Embedding Analysis
from PFASGroups import parse_smiles
results = parse_smiles(["CCCC(F)(F)F", "FC(F)(F)C(=O)O"])
arr = results.to_array()
print(arr.shape) # (2, 112) — 112 groups, F only, binary
cols = results.column_names() # list of 112 column label strings
# PCA in two lines
pca_result = results.perform_pca(n_components=2)
print(pca_result['transformed'].shape) # (2, 2)
parse_smiles() returns a PFASEmbeddingSet — a list of
PFASEmbedding objects, one per molecule. Call to_array()
on the set to get a (n_mols, n_cols) numpy matrix, or call it on a single
PFASEmbedding for a 1-D vector.
See also
/ResultsFingerprint_Guide — complete metric reference with formulas, preset benchmarks, and group selection tables.
PFASEmbeddingSet
- class PFASGroups.PFASEmbeddingSet(iterable: Iterable[Dict[str, Any]] = ())[source]
Bases:
listList-like container for multiple
PFASEmbeddingresults.Subclasses
listso existing code that iterates over results continues to work. Callto_array()to produce a(n_molecules, n_columns)matrix from all stored results.- property matches: List[MatchView]
Flattened list of all MatchView objects across all molecules.
Some older code expects a
matchesattribute on a ResultsModel instance. Provide a read-only aggregated view by concatenating the per-molecule match lists.
- classmethod from_raw(results: Iterable[Dict[str, Any]]) PFASEmbeddingSet[source]
Wrap an existing list of result dicts without changing them.
- classmethod from_smiles(smiles: str | List[str], **kwargs) PFASEmbeddingSet[source]
Parse SMILES string(s) and return a
PFASEmbeddingSet.
- classmethod from_mols(mols, **kwargs) PFASEmbeddingSet[source]
Parse RDKit molecules and return a
PFASEmbeddingSet.- Parameters:
mols (list of rdkit.Chem.Mol) – List of RDKit molecule objects.
**kwargs – Forwarded to
parse_mols().
- classmethod from_inchis(inchis: List[str], **kwargs) PFASEmbeddingSet[source]

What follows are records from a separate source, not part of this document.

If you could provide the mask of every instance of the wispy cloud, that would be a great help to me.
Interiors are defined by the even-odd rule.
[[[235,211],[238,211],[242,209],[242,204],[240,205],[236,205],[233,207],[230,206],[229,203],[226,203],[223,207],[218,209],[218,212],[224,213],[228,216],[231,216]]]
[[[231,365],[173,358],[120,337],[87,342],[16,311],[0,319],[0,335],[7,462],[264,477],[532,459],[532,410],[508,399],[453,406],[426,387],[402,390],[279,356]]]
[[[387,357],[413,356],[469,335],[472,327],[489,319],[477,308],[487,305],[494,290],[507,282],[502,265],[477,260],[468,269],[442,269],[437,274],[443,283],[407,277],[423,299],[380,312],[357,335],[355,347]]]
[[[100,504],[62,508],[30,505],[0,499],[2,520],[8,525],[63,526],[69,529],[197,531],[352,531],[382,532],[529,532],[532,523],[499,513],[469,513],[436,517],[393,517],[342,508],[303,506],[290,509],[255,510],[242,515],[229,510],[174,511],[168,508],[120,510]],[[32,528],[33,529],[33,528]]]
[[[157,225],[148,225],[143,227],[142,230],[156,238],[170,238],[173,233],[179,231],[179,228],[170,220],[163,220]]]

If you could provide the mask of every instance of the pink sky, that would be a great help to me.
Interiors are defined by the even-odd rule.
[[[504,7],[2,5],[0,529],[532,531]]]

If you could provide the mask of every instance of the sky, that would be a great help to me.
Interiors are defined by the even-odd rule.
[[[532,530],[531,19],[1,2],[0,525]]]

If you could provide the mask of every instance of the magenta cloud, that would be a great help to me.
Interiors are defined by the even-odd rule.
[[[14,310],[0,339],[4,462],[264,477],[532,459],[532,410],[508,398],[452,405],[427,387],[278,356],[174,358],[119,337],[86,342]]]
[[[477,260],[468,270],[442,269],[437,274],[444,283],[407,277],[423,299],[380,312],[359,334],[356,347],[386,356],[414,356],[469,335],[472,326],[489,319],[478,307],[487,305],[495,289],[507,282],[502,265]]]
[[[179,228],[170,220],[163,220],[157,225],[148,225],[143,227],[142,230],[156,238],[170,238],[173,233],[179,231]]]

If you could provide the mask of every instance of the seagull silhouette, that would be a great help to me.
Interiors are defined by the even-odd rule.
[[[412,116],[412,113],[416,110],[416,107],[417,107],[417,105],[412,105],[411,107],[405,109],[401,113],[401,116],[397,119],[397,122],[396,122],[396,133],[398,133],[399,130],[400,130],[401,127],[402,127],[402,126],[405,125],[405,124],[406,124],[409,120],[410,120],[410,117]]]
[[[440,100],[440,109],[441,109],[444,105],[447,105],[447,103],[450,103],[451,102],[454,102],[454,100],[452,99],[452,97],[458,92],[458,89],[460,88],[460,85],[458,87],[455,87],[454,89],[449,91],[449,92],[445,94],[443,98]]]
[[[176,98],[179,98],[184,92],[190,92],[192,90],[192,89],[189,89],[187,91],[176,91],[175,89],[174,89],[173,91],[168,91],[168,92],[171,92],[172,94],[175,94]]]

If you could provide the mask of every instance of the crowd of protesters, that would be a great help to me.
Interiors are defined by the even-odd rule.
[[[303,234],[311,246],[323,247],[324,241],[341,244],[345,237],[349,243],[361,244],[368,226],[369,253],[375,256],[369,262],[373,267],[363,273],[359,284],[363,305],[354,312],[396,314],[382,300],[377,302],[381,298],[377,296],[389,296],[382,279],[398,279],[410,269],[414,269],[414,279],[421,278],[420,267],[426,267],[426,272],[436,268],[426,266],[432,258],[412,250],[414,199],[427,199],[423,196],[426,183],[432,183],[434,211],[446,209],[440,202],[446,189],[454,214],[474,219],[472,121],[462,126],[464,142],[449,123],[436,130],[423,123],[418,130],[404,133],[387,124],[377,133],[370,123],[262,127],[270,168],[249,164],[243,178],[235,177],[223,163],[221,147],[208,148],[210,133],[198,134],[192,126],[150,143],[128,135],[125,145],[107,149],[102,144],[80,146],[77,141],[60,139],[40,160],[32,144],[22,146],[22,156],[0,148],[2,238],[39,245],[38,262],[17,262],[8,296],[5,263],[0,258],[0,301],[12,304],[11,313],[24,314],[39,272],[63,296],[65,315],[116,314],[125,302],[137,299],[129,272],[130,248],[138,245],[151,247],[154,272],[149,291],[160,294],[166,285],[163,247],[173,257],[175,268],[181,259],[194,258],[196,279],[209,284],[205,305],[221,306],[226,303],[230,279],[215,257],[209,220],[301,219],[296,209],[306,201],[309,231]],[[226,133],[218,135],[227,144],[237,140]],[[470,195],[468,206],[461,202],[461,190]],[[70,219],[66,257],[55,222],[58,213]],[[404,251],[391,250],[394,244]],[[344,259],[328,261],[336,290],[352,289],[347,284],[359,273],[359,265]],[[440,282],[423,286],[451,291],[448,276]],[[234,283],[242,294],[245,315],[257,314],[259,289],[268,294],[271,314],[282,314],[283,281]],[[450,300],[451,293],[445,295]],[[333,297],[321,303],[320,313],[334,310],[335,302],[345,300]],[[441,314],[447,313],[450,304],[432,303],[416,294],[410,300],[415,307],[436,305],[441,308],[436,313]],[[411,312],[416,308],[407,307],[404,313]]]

Parse InChI strings and return a
PFASEmbeddingSet.
- reorder(indices: list | None = None, key: Callable[[PFASEmbedding], Any] = None, reverse: bool = False) PFASEmbeddingSet[source]
Return a new PFASEmbeddingSet with results reordered by a key function.
- Parameters:
- iter_group_matches(group_id: int | None = None, group_name: str | None = None) Iterator[Tuple[PFASEmbedding, MatchView]][source]

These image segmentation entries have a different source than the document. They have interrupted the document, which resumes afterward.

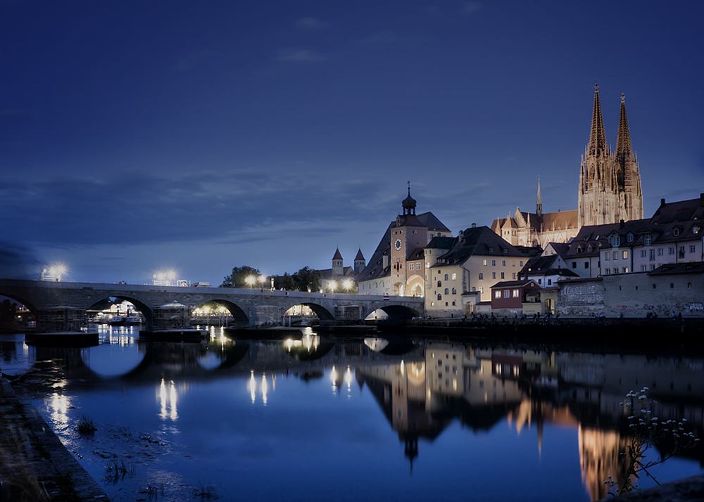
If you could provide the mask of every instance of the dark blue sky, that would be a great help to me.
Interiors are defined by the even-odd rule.
[[[408,181],[455,234],[534,210],[539,176],[544,211],[576,209],[596,82],[613,146],[626,94],[649,215],[704,191],[703,18],[701,2],[0,0],[0,273],[219,284],[327,268],[337,246],[351,264]]]

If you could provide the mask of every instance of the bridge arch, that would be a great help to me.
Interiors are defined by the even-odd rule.
[[[247,314],[237,304],[223,298],[213,298],[212,300],[208,300],[207,302],[203,302],[201,304],[202,305],[206,304],[208,302],[214,302],[229,310],[230,313],[232,314],[232,318],[235,321],[235,322],[249,322],[249,318],[247,316]],[[200,305],[199,305],[199,307],[200,307]]]
[[[96,305],[103,303],[106,300],[109,300],[111,298],[117,298],[118,300],[129,302],[130,303],[131,303],[134,306],[135,309],[142,312],[142,315],[144,316],[144,320],[146,321],[146,326],[151,326],[153,325],[154,320],[153,309],[144,302],[141,302],[140,300],[137,300],[137,298],[134,298],[132,296],[129,296],[125,295],[117,295],[117,294],[110,295],[108,296],[105,297],[104,298],[100,298],[97,300],[94,301],[90,305],[88,306],[86,310],[90,310]]]

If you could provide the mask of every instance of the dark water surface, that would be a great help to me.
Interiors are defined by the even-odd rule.
[[[106,329],[89,349],[0,337],[2,371],[24,374],[15,391],[115,501],[588,501],[620,472],[629,391],[647,386],[654,413],[703,425],[701,359],[137,335]],[[82,417],[92,438],[76,431]],[[653,472],[697,474],[700,457]]]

Iterate over all PFAS group matches across all molecules.
- plot_components_for_group(group_id: int | None = None, group_name: str | None = None, max_molecules: int | None = None, subwidth: int = 300, subheight: int = 300, ncols: int = 3) Tuple[Image, int, int][source]
Plot all components for a specific PFAS group across molecules.
Either
group_idorgroup_name(or both) can be provided to select the target group. Each panel corresponds to one molecule, with all its components for that group highlighted together.
- show(display: bool = True, subwidth: int = 350, subheight: int = 350, ncols: int = 4) Image[source]
Show all component combinations in a grid plot.
Components that share the same highlighted atoms within a molecule are merged into a single panel. The table below each structure lists the matched PFAS group, the component SMARTS type, and three graph metrics: size (C-atom count), branching (1.0 = linear) and mean eccentricity.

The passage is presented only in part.